Ci si può ben immaginare che il sogno che un sessantenne dopo la vita terrena ha per vent’anni sia continuo; qui però non si tratta di un sogno, ma di un modo di sperimentare energico ed intenso. Come avviene? Avviene perché non appena l’essere umano ha varcato la porta della morte e deposto il corpo eterico, nel momento in cui inizia il suo cammino a ritroso, gli esseri lunari gli si avvicinano, con il loro antico potere magico penetrano in lui, nelle sue esperienze, con la sostanza cosmica delle sue immagini.

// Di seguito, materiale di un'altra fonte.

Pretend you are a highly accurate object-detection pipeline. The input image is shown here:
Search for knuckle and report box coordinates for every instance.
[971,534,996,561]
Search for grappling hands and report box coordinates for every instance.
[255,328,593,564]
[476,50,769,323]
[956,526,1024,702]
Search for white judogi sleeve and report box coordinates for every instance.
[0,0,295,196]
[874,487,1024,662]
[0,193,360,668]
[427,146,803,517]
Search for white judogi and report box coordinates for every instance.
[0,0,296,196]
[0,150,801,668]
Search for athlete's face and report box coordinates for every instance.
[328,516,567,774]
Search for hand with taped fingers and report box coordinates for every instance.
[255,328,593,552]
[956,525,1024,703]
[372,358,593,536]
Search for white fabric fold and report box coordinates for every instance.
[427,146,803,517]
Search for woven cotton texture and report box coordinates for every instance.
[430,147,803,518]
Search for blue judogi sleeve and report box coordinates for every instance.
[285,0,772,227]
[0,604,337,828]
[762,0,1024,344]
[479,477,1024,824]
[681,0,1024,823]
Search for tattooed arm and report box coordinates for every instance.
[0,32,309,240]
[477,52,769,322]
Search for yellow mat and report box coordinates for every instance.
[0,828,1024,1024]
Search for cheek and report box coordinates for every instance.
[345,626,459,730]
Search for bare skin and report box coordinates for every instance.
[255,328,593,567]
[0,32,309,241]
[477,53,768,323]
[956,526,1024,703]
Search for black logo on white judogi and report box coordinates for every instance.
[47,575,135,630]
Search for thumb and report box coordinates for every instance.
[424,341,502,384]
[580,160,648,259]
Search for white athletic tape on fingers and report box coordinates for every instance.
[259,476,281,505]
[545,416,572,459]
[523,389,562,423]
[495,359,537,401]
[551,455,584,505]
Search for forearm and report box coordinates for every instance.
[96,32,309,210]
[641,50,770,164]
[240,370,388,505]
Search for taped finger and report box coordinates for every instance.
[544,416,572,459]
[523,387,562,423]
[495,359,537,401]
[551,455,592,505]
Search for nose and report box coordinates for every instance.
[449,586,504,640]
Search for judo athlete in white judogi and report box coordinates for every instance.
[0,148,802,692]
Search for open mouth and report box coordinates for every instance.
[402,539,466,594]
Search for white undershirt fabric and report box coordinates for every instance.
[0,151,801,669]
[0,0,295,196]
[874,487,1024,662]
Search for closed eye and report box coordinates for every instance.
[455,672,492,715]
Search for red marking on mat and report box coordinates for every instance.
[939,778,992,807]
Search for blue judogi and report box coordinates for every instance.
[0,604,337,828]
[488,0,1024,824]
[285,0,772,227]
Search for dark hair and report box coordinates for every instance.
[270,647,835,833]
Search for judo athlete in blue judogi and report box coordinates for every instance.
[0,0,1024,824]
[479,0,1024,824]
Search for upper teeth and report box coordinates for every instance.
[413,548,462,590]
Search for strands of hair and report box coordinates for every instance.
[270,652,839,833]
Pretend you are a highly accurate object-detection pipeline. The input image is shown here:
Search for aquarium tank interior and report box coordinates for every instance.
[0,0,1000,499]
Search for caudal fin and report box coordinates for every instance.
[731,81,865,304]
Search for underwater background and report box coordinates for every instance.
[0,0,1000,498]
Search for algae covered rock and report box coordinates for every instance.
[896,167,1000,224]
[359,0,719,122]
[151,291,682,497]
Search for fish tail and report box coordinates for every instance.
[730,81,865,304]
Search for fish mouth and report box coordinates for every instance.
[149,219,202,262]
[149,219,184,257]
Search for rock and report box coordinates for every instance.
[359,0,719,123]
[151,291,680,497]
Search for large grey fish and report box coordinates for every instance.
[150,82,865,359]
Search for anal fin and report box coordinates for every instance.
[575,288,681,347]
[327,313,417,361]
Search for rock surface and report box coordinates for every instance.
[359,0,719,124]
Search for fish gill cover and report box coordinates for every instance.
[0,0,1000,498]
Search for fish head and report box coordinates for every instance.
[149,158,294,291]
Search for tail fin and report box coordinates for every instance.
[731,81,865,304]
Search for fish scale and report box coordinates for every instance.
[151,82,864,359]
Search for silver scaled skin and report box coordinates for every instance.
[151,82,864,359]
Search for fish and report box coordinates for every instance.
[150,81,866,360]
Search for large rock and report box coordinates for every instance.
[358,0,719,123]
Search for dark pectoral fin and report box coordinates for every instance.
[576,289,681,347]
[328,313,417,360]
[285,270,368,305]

Se mi è lecito un paragone, è come se io dipingessi un quadro. A tutta prima dipingo soltanto un quadro, non fa male a nessuno se non è proprio bruttissimo, e anche allora è soltanto un’impressione morale, quindi non fa male a nessuno.

 

Ma immaginiamo che io ritragga tre persone dei presenti e che faccia fluire nel quadro forza magica: le tre figure uscirebbero dal dipinto ed eseguirebbero tutto quello che potrebbero eventualmente aver tramato contro qualcuno. Esse si comporterebbero con intensità, con forza e attività maggiori di quelle solite agli antroposofi! Così è. Durante quel periodo tutto viene sperimentato con straordinaria vivacità perché gli esseri lunari compenetrano le immagini che ivi si sperimentano con tutto il loro essere: direi che le compenetrano e le saturano di « super-essere ».

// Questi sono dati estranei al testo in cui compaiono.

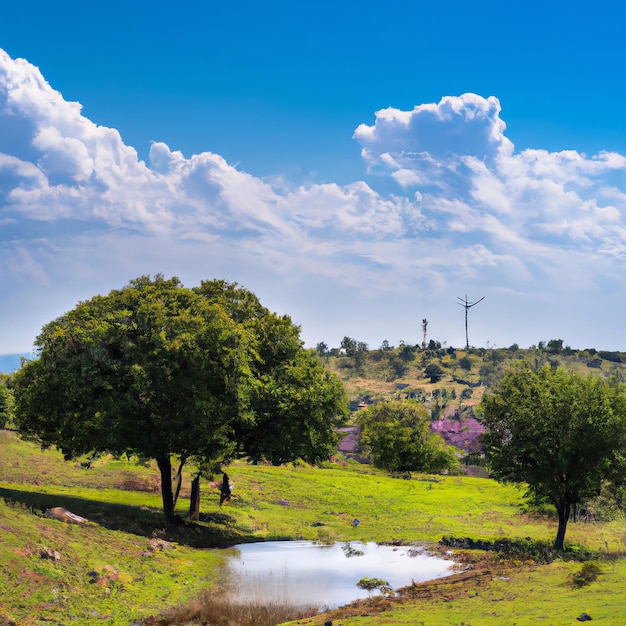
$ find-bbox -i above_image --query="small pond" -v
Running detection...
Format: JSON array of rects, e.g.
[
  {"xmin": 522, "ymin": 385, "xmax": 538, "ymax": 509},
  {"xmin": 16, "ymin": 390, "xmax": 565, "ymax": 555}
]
[{"xmin": 222, "ymin": 541, "xmax": 454, "ymax": 611}]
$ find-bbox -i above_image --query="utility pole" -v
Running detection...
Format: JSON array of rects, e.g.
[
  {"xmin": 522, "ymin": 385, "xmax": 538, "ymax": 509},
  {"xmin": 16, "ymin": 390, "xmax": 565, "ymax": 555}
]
[{"xmin": 457, "ymin": 294, "xmax": 485, "ymax": 350}]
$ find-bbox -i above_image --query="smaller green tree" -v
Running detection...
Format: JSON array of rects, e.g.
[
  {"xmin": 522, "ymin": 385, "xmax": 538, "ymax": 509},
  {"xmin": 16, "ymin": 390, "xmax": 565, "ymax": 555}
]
[
  {"xmin": 424, "ymin": 363, "xmax": 443, "ymax": 383},
  {"xmin": 357, "ymin": 400, "xmax": 458, "ymax": 473},
  {"xmin": 479, "ymin": 363, "xmax": 626, "ymax": 550}
]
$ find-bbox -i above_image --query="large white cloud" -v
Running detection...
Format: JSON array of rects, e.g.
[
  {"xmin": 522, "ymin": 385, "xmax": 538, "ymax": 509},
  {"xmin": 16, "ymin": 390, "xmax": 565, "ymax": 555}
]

Dopo la morte attraversiamo dunque in questo modo la regione degli esseri lunari. Come ho descritto, quello che sperimentiamo come pareggio degli atti compiuti si fissa con grande forza nell’etere universale.

 

Proprio questo cammino a ritroso, quando non ci si limiti a descriverlo teoricamente come feci nel libro Teosofìa ma si cerchi di descriverlo in modo concreto ed evidente come tento di fare adesso, proprio questo vivere a ritroso è estremamente interessante, e d’altronde tutta la vita dell’essere umano dopo la morte è una parte importantissima della sua esistenza.

In questi nostri tempi le esperienze che ivi si hanno di quel periodo sono particolarmente complesse.

 

Pensiamo solo alla grande diversità fra la struttura animica di quegli esseri lunari e quella degli abitanti della Terra. Gli esseri lunari con i quali, come dissi, tanto si ha a che fare dopo la morte, conferirono agli uomini l’antichissima saggezza che appunto in questo nostro periodo si è spenta, che durò ed ebbe una certa intensità solo fino al terzo e al quarto secolo dopo Cristo, visse poi ancora come tradizione e infine si spense del tutto.

Ho spesso detto che l’uomo non sarebbe mai pervenuto a libertà se la grandiosa e poderosa saggezza di quegli antichissimi maestri fosse durata. Essa dunque si spense e fu sostituita dal pensiero astratto.

 

L’uomo pensa oggi in concetti

che non hanno in realtà più molto a che fare col mondo spirituale.